Low-income college students may be eligible for nutrition assistance through the Supplemental Nutrition Assistance Program (SNAP). The first step in determining eligibility is to meet the income guidelines for your household size. In addition, college students are subject to the following requirements:
If you’re between the ages of 18-49 and enrolled as at least a half-time students in an institution of higher education*, you must meet at least ONE of the criteria below in addition to income eligibility.
*Institution of higher education means any institution that normally requires a high school diploma or GED for enrollment. It does not apply to most job training programs.
- Work 20 hours on average each week -OR-
- Have been issued a Work Study Award letter -OR-
- Are responsible for the care of a child under age 6 -OR-
- Have a child between ages 6-12 and do not have adequate child care -OR-
- Have a disability that limits your ability to work (verified by a letter from a medical provider) -OR-
- Have $0 expected family contribution on the FAFSA (verified by the Financial Aid Office). (this is a temporary exemption during COVID-19 health emergency).
If any of the criteria above apply to you, you may be eligible for SNAP benefits. (Exception: students who have a meal plan through their school that covers greater than 50% of their meals cannot receive SNAP benefits.)
If you are a student over the age of 49 or you are enrolled in school less than part-time, you do not have to meet the above guidelines. You will still have to meet SNAP income guidelines.
In order to determine eligibility, the following criteria apply to income and expenses:
- Grants and loans, which cover tuition costs, are not counted as income
- However, financial aid received through the Veterans Administration or private scholarships do count as income
- If you live separately from your parent of legal guardian, you will not have to report their income.
- However, if you are under the age of 22 and still live with your parents/guardians, you must apply with your parents
- If you live with roommates but do not share food costs, you can apply as a separate household.
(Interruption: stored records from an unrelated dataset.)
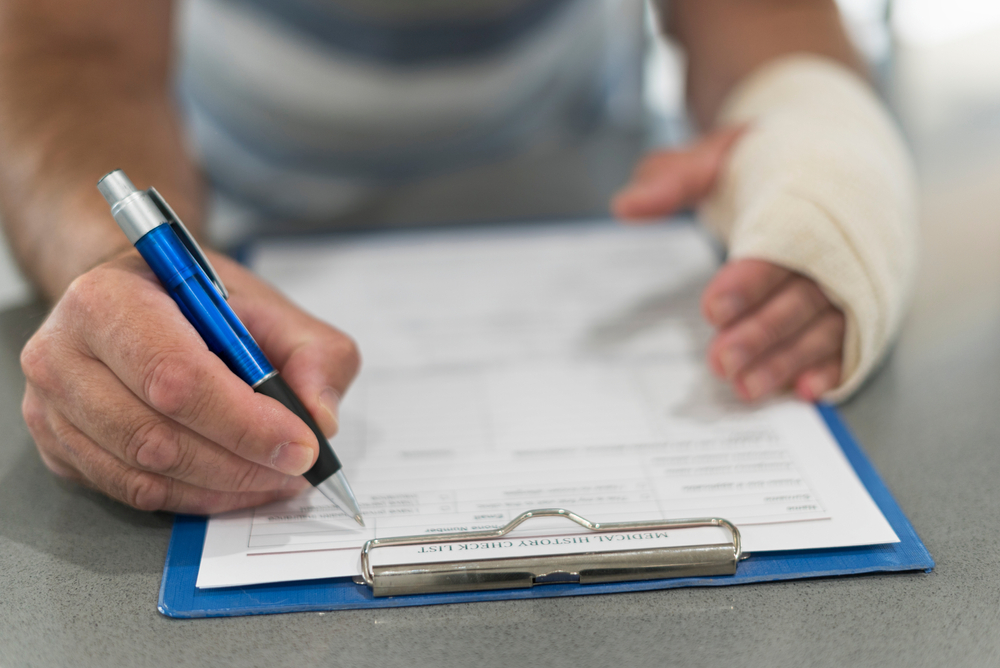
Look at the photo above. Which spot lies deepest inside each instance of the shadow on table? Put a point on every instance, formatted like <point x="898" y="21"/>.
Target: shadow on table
<point x="69" y="522"/>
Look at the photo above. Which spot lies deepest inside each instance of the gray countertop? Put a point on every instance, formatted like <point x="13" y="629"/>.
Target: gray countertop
<point x="79" y="574"/>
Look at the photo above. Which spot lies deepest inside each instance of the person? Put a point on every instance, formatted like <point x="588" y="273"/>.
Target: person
<point x="799" y="170"/>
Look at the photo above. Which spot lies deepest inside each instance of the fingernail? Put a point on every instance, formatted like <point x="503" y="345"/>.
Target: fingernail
<point x="817" y="386"/>
<point x="724" y="308"/>
<point x="732" y="359"/>
<point x="758" y="383"/>
<point x="292" y="458"/>
<point x="330" y="401"/>
<point x="293" y="485"/>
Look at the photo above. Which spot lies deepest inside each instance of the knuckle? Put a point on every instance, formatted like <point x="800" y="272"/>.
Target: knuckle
<point x="56" y="467"/>
<point x="246" y="478"/>
<point x="86" y="292"/>
<point x="764" y="333"/>
<point x="345" y="350"/>
<point x="154" y="446"/>
<point x="145" y="491"/>
<point x="34" y="414"/>
<point x="809" y="296"/>
<point x="245" y="443"/>
<point x="169" y="381"/>
<point x="36" y="361"/>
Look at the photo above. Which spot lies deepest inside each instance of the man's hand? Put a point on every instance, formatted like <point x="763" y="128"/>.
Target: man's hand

- You must still meet these criteria, even on breaks from school.
- Students may defer federal student loan payments while receiving SNAP benefits without incurring interest charges.
SNAP Eligibility Guidelines
Generally, there are two step to eligibility: a gross income test and a net income test.
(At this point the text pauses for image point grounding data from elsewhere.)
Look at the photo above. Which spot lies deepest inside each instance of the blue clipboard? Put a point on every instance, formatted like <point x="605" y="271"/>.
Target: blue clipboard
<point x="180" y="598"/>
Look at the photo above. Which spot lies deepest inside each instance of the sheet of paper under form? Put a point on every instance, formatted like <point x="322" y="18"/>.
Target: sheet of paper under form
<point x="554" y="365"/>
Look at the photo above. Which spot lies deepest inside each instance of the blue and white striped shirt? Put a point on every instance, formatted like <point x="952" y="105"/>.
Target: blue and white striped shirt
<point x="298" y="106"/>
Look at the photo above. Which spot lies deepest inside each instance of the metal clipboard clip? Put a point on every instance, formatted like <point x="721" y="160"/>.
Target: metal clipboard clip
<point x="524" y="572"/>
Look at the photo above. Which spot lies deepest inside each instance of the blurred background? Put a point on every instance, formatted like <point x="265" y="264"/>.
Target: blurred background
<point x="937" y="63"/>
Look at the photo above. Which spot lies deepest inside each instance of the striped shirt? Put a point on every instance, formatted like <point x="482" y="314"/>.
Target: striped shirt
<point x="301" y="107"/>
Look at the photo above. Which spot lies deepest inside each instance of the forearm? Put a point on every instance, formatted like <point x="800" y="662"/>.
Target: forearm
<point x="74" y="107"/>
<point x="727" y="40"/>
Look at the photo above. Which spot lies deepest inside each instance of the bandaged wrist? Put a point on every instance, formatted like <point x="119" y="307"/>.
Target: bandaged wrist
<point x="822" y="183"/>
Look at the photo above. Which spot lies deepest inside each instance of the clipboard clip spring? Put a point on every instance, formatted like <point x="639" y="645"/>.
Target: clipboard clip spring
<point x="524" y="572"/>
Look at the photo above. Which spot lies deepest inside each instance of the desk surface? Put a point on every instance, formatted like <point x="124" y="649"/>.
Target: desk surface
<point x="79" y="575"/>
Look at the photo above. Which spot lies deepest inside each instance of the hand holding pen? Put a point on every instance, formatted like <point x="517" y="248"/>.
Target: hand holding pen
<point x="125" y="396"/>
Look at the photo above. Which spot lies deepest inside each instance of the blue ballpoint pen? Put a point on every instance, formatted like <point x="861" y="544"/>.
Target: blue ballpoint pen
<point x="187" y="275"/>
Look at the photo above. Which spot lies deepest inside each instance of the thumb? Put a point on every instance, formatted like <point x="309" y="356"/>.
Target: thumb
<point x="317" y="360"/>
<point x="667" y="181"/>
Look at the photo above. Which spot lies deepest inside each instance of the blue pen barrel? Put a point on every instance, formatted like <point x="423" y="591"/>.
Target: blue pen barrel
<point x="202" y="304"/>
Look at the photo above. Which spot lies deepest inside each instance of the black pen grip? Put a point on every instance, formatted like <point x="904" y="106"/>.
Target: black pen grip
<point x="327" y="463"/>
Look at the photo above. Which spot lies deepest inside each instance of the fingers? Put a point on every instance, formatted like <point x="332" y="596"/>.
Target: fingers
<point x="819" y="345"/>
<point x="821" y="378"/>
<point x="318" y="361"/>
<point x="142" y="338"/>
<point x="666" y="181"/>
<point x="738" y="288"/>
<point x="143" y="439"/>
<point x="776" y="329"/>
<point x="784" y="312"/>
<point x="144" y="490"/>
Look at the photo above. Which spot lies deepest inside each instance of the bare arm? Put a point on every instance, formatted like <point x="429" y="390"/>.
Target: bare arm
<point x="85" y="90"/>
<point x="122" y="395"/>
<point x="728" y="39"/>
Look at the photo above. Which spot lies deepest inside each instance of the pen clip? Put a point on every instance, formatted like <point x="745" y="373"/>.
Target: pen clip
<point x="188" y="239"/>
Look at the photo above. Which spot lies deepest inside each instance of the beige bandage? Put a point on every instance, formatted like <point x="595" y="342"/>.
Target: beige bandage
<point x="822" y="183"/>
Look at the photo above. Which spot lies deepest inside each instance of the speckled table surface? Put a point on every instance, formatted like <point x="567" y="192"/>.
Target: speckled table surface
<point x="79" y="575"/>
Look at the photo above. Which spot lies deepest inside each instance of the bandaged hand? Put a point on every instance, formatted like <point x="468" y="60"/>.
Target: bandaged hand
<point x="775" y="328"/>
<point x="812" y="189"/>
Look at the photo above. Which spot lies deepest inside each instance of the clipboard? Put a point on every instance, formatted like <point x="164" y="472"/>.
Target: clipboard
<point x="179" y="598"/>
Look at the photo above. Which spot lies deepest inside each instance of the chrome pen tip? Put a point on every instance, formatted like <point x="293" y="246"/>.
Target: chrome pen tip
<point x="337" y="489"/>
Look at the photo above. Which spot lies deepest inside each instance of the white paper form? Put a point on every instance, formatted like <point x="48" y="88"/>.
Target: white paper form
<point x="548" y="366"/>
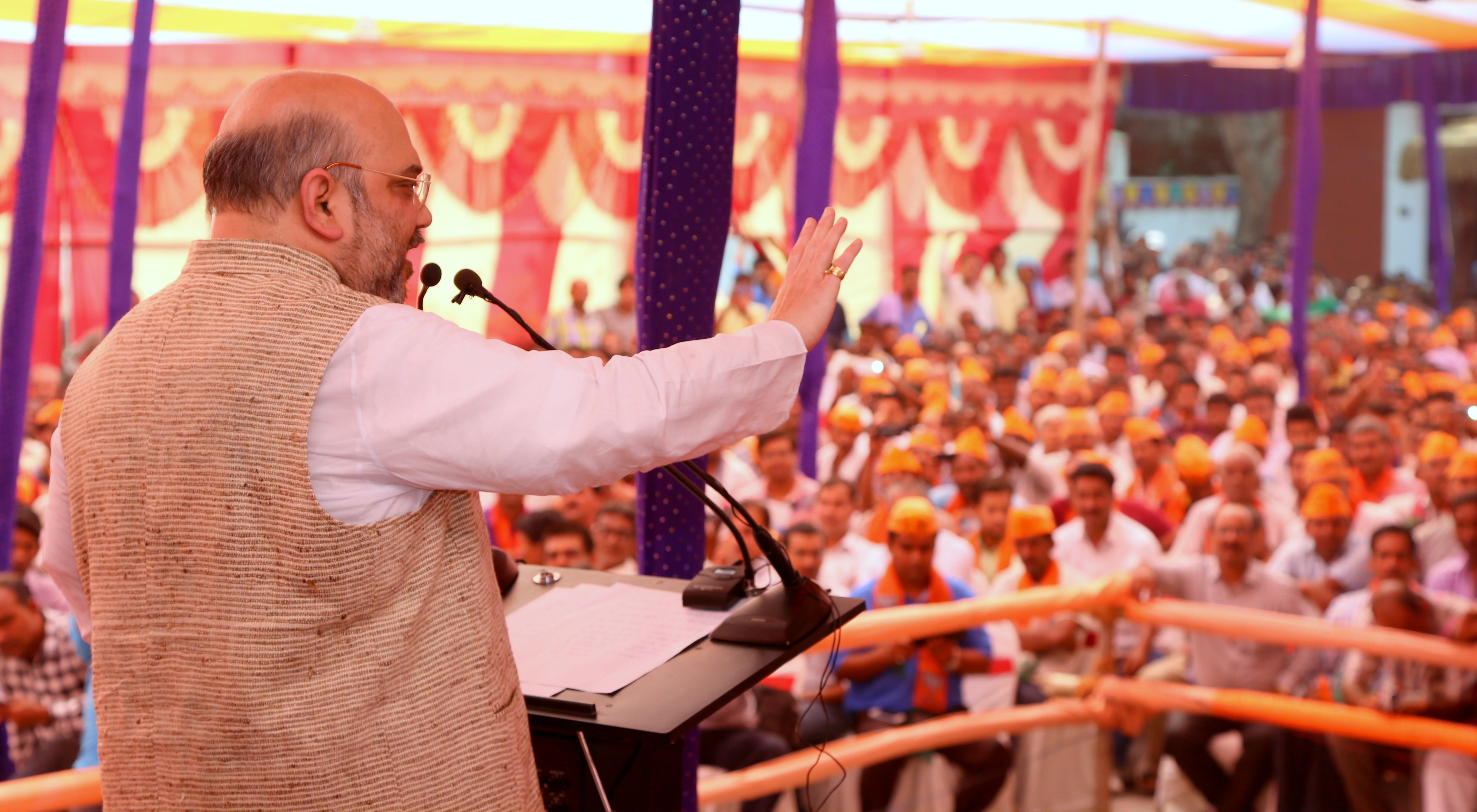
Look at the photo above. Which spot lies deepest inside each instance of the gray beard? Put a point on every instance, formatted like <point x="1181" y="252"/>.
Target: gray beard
<point x="374" y="260"/>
Step 1: The Gross Income Test
|Monthly Gross Income||$1,987||$2,686||$3,386||$4,087|
A household may be eligible for SNAP if its combined monthly gross income is below the amount in the chart. The monthly gross income includes income from all sources (earned and unearned) before deductions such as taxes or health insurance. If the household’s income is below the gross income guideline, it may be eligible for benefits by meeting the net income test, Step 2.
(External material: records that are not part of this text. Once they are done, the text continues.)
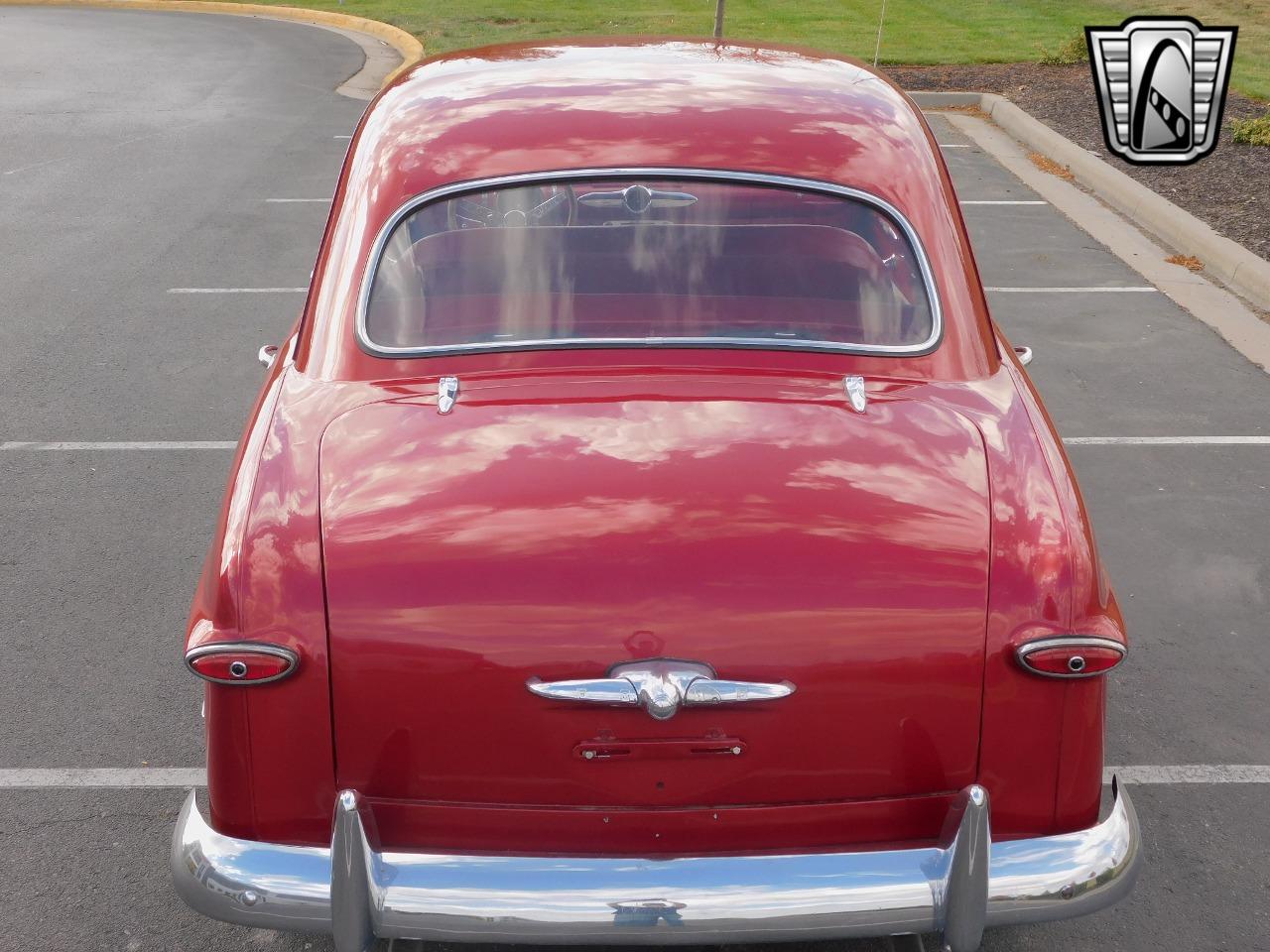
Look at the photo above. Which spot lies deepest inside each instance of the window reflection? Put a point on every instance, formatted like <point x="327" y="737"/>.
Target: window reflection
<point x="648" y="261"/>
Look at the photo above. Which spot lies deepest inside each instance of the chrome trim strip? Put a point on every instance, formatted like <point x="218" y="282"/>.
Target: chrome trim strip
<point x="661" y="685"/>
<point x="959" y="888"/>
<point x="460" y="188"/>
<point x="250" y="648"/>
<point x="1028" y="648"/>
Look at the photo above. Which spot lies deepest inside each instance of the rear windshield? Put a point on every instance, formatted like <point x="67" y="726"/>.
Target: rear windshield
<point x="644" y="263"/>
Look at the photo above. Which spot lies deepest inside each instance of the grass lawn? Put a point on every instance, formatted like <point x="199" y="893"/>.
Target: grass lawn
<point x="916" y="32"/>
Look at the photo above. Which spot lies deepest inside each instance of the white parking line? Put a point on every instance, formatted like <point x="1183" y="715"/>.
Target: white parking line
<point x="134" y="444"/>
<point x="1167" y="440"/>
<point x="236" y="291"/>
<point x="1074" y="291"/>
<point x="151" y="777"/>
<point x="1192" y="774"/>
<point x="104" y="777"/>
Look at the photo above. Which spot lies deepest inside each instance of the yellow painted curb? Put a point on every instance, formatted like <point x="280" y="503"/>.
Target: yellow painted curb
<point x="409" y="48"/>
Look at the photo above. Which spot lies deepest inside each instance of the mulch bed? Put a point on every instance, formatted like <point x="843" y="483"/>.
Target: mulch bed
<point x="1229" y="189"/>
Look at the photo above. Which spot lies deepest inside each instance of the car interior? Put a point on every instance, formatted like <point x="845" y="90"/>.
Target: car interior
<point x="640" y="262"/>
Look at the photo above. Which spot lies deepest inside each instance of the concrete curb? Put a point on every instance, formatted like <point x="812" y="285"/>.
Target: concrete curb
<point x="1229" y="262"/>
<point x="405" y="45"/>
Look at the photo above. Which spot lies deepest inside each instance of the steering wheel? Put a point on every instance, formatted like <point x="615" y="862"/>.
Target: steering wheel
<point x="513" y="207"/>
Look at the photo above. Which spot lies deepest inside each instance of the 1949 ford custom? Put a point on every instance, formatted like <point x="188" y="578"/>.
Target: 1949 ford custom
<point x="645" y="536"/>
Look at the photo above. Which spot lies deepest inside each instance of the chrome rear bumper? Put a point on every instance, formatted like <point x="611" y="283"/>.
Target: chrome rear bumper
<point x="956" y="889"/>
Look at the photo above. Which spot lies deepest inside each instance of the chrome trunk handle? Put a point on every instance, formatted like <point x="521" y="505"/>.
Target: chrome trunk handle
<point x="661" y="687"/>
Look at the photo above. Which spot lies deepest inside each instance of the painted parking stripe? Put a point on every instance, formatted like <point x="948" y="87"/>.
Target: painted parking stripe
<point x="127" y="777"/>
<point x="238" y="291"/>
<point x="1192" y="774"/>
<point x="1144" y="290"/>
<point x="70" y="445"/>
<point x="181" y="777"/>
<point x="1167" y="440"/>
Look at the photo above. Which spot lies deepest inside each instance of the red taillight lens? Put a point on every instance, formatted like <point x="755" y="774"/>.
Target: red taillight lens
<point x="1076" y="656"/>
<point x="241" y="662"/>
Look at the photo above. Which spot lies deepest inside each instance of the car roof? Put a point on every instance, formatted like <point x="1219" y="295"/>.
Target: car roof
<point x="530" y="108"/>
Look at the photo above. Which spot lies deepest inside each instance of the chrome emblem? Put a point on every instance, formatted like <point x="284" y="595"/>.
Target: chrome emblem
<point x="1161" y="82"/>
<point x="661" y="685"/>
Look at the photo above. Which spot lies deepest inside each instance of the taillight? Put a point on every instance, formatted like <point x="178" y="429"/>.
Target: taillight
<point x="241" y="662"/>
<point x="1071" y="656"/>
Step 2: The Net Income Test
A household is likely eligible for SNAP if it meets the net income test. The net income is determined by the Department of Human Services where they subtract certain deductions from the household’s monthly gross income, primarily housing, heating, and child care costs.
Households with 1 or 2 members may be eligible without meeting the net income test.
Step 3: If you appear to be eligible, you should apply!